All companion tools validate their arguments at dispatch; a malformed call returns a clean { error } tool result rather than throwing. The validated constraints are: name must be non-empty and ≤128 characters; the companion message (initialMessage on spawnAgent, message on sendMessage) must be non-empty (an empty message is rejected); and timeout (on waitForResult) must be positive.

Child Naming

Children can be named explicitly via the name argument in companion__spawnAgent, or auto-named using the pattern {agentType}-{counter} (e.g., researcher-1, researcher-2).

typescript
// Explicit naming
spawnAgent({
  agent: 'researcher',
  initialMessage: 'Research AI safety',
  name: 'safety-researcher',
});

// Auto-naming (uses counter)
spawnAgent({ agent: 'researcher', initialMessage: 'Research quantum computing' });
// -> named 'researcher-1'
spawnAgent({ agent: 'researcher', initialMessage: 'Research fusion energy' });
// -> named 'researcher-2'

Session IDs

Each persistent child gets a deterministic session ID: {parentSessionId}-agent-{name}. This enables:

  • Stable references across parent restarts
  • Predictable state store lookups
  • Clean cleanup on parent completion

Re-spawning

If a child with the same name is spawned after a previous one reached a terminal status, behavior depends on the prior status and the runtime:

  • completed (all five runtimes): the spawn continues on the preserved session — the old session is not deleted, so the child's memory is retained — and the initialMessage is appended as the next turn's input. The SubSessionRef is reset to running and its completionDelivered flag is cleared so the new run's completion is delivered. On durable runtimes the continuation is replay-safe: Temporal does the store-side reopen inside an activity; DBOS starts a fresh persistent restart workflow with a deterministic id derived from the toolCall.id (so a workflow-body replay never double-starts it) and CAS-gates the reopen so the consult is appended exactly once.
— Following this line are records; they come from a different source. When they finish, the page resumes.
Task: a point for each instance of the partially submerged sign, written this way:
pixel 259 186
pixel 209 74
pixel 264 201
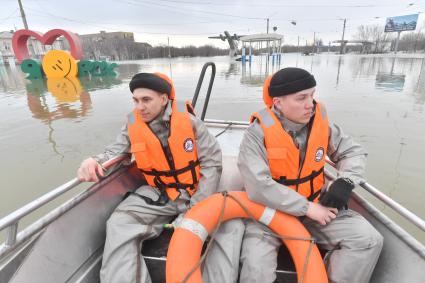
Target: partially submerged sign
pixel 401 23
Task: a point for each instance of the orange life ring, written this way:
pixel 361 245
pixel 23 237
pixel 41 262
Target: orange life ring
pixel 187 241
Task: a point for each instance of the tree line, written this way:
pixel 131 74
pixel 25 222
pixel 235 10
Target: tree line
pixel 118 49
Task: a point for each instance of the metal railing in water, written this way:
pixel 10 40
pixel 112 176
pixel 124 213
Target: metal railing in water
pixel 198 87
pixel 10 222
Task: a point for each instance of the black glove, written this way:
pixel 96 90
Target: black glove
pixel 338 194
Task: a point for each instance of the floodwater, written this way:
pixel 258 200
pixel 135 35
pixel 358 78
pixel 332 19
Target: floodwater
pixel 48 127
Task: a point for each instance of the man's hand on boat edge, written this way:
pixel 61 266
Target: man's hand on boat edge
pixel 90 171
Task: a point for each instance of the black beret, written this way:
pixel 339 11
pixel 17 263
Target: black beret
pixel 290 80
pixel 151 81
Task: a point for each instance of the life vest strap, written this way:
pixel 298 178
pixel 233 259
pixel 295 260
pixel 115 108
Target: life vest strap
pixel 292 182
pixel 160 184
pixel 171 173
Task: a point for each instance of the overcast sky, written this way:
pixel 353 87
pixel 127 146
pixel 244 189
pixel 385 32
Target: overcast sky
pixel 191 22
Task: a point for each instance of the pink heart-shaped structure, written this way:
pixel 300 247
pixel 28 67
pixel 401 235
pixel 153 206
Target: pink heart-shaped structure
pixel 20 38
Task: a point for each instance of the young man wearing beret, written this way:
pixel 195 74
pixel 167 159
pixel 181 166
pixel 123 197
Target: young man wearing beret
pixel 181 162
pixel 281 160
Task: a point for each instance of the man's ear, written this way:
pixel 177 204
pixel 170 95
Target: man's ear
pixel 277 102
pixel 165 99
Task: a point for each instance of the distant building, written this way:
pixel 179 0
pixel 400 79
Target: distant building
pixel 35 48
pixel 113 46
pixel 6 51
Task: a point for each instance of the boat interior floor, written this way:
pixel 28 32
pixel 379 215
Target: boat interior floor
pixel 155 251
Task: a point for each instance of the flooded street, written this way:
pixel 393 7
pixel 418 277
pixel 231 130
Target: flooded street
pixel 48 127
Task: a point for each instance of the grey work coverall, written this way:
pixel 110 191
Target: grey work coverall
pixel 354 244
pixel 134 221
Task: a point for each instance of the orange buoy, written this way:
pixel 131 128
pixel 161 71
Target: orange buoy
pixel 186 244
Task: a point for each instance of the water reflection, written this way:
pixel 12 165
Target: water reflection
pixel 66 91
pixel 255 74
pixel 389 80
pixel 419 92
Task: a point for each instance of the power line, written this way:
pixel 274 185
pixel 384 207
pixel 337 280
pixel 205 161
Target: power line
pixel 48 15
pixel 180 10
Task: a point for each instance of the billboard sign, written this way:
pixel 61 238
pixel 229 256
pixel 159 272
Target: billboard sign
pixel 401 23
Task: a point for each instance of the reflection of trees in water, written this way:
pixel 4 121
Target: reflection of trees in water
pixel 232 70
pixel 419 92
pixel 365 66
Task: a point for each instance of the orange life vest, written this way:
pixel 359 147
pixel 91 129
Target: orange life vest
pixel 172 168
pixel 284 157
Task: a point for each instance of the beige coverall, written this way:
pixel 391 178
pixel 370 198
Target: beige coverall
pixel 354 245
pixel 135 221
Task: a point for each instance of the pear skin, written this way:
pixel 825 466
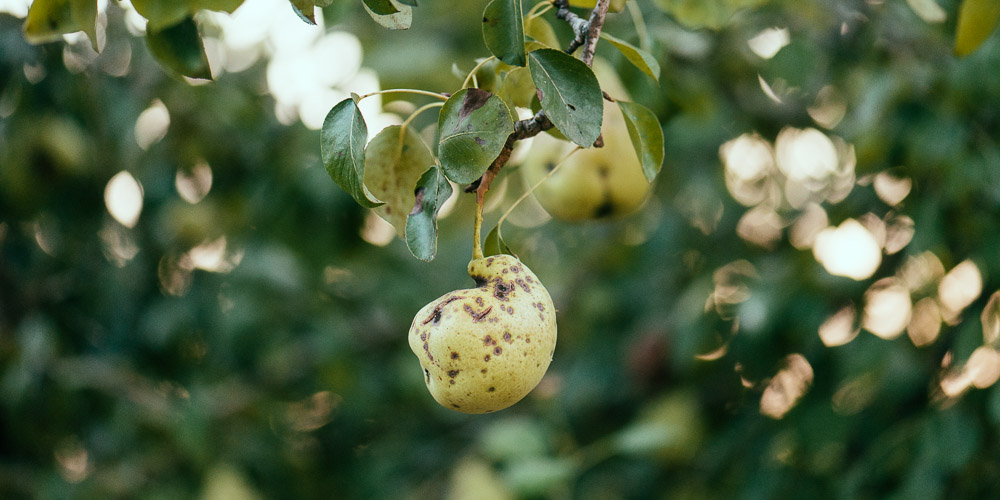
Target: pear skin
pixel 483 349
On Cloudflare Workflows the continuation runs as a fresh workflow instance with a unique-but-deterministic id (agent__<type>__<childSession>__continue__<stepCount>__<toolCallId> — a Cloudflare Workflows instance id is write-once globally, so the completed child's base id can't be recreated); the consult is carried as the new instance's newMessages and appended exactly once by the instance's !isResumable continuation branch (the same path as root multi-turn continuation), so the child session stays completed until the new instance reopens it.
  • failed / terminated (all runtimes): the old session is cleaned up (deleteSession, best-effort) and a new one starts fresh; the SubSessionRef is reset to running and completionDelivered is cleared.

You cannot re-use the name of a still-active child — that returns an already running error.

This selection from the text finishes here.